Kenny showed everyone around him how a life is condensed, everything superfluous stripped away until there is only the bare essence.

"I think it's awe-inspiring," said Maria Conde, another of Kenny's angels and a friend of nearly 30 years. "From day one, it's like everything is so organized, all cut and dry. This is what I need to do, there it is, all set. He's just been so level-headed. And here he is, he's good-natured and happy to be with people."


'I'm OK'
In an e-mail, the easiest way for Kenny to communicate, he succinctly explained his approach: "I try and let family and friends know I'm OK; as I really am."

As his life winds down, Kenny spends time at his computer, the one place where he still has a voice, typing notes to friends, corresponding with others who share his disease and even organizing a team for a benefit walk for people with Lou Gehrig's disease. The team is called Kenny's Heroes, and they'll wear a logo he drew featuring an array of superheroes, caped residents of a fertile mind.

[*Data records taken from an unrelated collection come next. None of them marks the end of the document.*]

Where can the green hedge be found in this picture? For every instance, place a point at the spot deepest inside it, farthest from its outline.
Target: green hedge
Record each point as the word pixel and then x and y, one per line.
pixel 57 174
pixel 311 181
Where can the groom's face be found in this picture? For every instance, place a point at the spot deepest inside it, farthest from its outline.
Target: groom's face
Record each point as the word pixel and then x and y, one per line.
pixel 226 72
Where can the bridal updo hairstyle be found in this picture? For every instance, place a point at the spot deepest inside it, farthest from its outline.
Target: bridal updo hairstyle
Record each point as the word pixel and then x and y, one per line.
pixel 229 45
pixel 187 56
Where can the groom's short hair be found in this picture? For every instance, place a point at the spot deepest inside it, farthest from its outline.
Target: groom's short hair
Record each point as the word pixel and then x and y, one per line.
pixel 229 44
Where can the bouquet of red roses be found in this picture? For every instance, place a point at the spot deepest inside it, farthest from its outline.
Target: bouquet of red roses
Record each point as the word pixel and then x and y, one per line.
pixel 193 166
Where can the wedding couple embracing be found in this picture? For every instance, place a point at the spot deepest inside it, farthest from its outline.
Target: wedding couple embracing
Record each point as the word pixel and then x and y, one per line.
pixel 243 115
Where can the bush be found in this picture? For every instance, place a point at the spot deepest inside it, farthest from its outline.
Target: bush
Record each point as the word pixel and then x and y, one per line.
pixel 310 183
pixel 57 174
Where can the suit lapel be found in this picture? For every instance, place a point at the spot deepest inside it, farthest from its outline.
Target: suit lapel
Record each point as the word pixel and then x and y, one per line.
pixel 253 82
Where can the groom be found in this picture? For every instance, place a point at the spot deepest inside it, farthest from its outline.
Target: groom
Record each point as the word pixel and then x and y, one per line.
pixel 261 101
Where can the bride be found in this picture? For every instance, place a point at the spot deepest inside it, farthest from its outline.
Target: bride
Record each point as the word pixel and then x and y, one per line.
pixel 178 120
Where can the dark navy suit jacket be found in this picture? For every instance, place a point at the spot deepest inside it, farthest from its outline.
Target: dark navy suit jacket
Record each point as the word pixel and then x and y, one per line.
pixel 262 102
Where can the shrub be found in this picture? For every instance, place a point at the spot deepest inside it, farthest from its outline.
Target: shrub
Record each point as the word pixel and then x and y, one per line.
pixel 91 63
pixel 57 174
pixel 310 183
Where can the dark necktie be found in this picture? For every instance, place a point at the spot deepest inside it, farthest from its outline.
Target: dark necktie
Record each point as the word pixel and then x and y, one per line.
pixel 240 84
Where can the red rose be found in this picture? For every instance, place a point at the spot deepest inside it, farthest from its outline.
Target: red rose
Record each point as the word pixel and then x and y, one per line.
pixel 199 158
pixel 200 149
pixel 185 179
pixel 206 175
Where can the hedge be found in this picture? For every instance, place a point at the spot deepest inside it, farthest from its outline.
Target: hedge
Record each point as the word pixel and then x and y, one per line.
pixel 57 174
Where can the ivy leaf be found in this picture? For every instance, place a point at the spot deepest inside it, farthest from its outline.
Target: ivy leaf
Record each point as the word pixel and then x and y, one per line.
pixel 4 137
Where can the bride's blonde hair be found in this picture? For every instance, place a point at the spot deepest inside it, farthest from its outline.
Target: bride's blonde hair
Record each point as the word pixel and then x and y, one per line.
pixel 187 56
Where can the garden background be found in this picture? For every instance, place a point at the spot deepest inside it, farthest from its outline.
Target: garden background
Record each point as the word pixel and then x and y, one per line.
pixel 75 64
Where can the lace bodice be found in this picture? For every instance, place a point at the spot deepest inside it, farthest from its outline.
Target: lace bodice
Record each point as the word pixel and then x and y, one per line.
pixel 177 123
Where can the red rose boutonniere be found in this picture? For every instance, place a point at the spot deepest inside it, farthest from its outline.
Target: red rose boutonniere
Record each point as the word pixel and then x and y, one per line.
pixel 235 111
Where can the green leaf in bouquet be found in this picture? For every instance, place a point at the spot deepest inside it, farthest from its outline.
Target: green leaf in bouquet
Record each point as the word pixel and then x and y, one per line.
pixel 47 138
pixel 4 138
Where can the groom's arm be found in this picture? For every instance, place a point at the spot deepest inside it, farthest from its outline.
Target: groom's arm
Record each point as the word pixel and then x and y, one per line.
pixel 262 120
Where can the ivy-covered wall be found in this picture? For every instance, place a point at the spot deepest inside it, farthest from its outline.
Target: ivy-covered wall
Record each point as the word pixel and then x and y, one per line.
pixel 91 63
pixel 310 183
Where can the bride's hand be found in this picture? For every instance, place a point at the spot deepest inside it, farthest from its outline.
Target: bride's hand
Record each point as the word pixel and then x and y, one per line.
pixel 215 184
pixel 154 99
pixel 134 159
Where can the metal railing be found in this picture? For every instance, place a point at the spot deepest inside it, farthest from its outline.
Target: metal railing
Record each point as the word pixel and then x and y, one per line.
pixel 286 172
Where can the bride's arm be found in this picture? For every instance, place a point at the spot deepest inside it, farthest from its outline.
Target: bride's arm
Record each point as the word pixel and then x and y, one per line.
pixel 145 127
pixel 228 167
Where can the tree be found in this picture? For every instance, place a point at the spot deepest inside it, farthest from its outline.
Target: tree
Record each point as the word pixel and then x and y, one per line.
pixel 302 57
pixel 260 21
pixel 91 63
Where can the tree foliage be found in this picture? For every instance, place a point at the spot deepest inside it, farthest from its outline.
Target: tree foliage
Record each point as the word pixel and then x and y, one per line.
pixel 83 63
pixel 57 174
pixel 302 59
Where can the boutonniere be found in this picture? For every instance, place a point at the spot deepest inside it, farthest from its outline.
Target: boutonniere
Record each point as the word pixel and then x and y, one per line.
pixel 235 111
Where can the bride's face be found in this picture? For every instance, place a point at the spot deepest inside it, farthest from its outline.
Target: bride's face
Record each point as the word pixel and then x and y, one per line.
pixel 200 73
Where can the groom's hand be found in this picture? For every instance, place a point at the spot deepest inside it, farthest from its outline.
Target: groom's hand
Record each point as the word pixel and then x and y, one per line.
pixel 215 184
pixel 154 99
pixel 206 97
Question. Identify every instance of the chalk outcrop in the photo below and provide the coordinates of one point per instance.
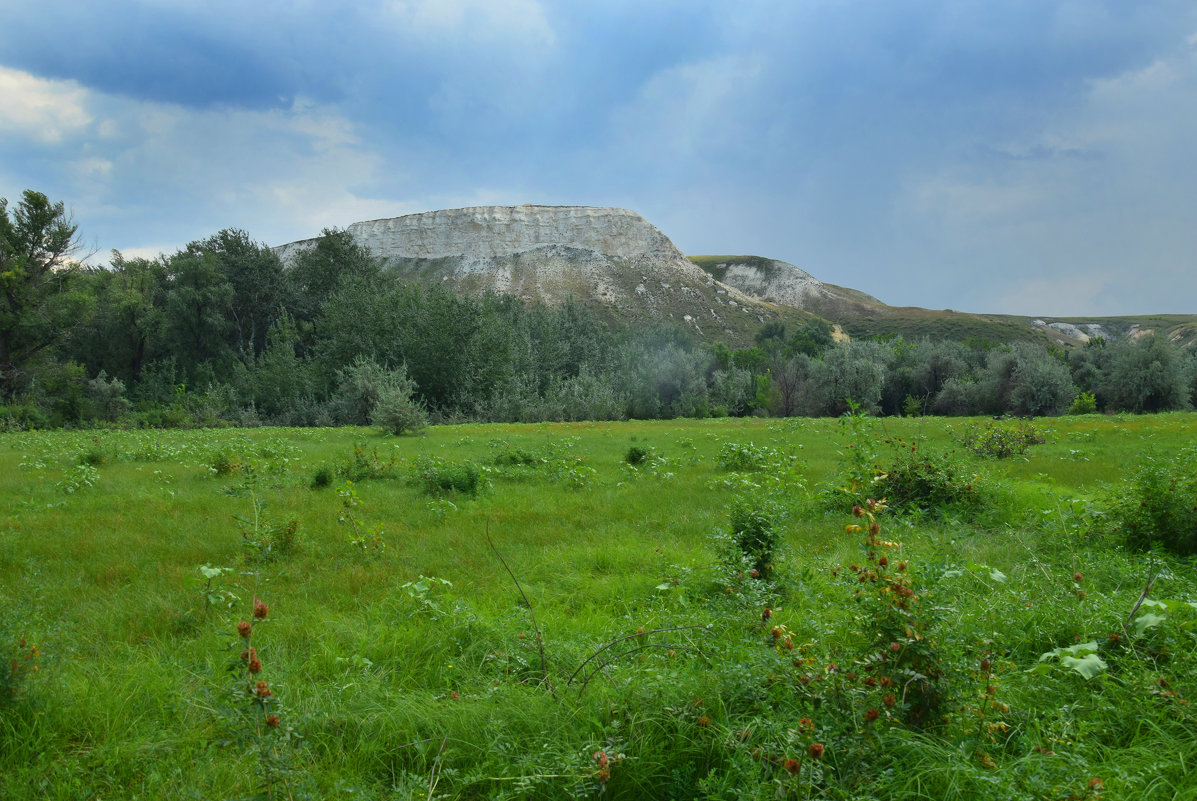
(609, 256)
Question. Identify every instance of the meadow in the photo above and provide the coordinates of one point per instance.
(643, 610)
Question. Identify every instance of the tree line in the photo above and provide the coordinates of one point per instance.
(223, 333)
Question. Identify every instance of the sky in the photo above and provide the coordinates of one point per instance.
(1030, 157)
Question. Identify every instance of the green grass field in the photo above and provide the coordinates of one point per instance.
(632, 657)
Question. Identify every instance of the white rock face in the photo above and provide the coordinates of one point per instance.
(494, 231)
(545, 253)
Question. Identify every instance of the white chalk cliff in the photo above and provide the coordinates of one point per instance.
(551, 253)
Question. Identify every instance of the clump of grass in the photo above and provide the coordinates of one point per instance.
(1158, 505)
(1001, 440)
(363, 465)
(438, 475)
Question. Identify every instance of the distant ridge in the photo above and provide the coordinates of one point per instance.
(619, 264)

The instructions to his angels detail his wishes once he can no longer write or type: "I will be aware always of what you and others are doing. So never allow anyone to think they can't still communicate with me even in the most extreme circumstances. I will want that communication, even if it appears one-sided."

He concludes: "And hell, have someone pick up some Batman comic books to read and show me during those times."

Apparently even the brave need heroes. Even the ones that are heroes themselves.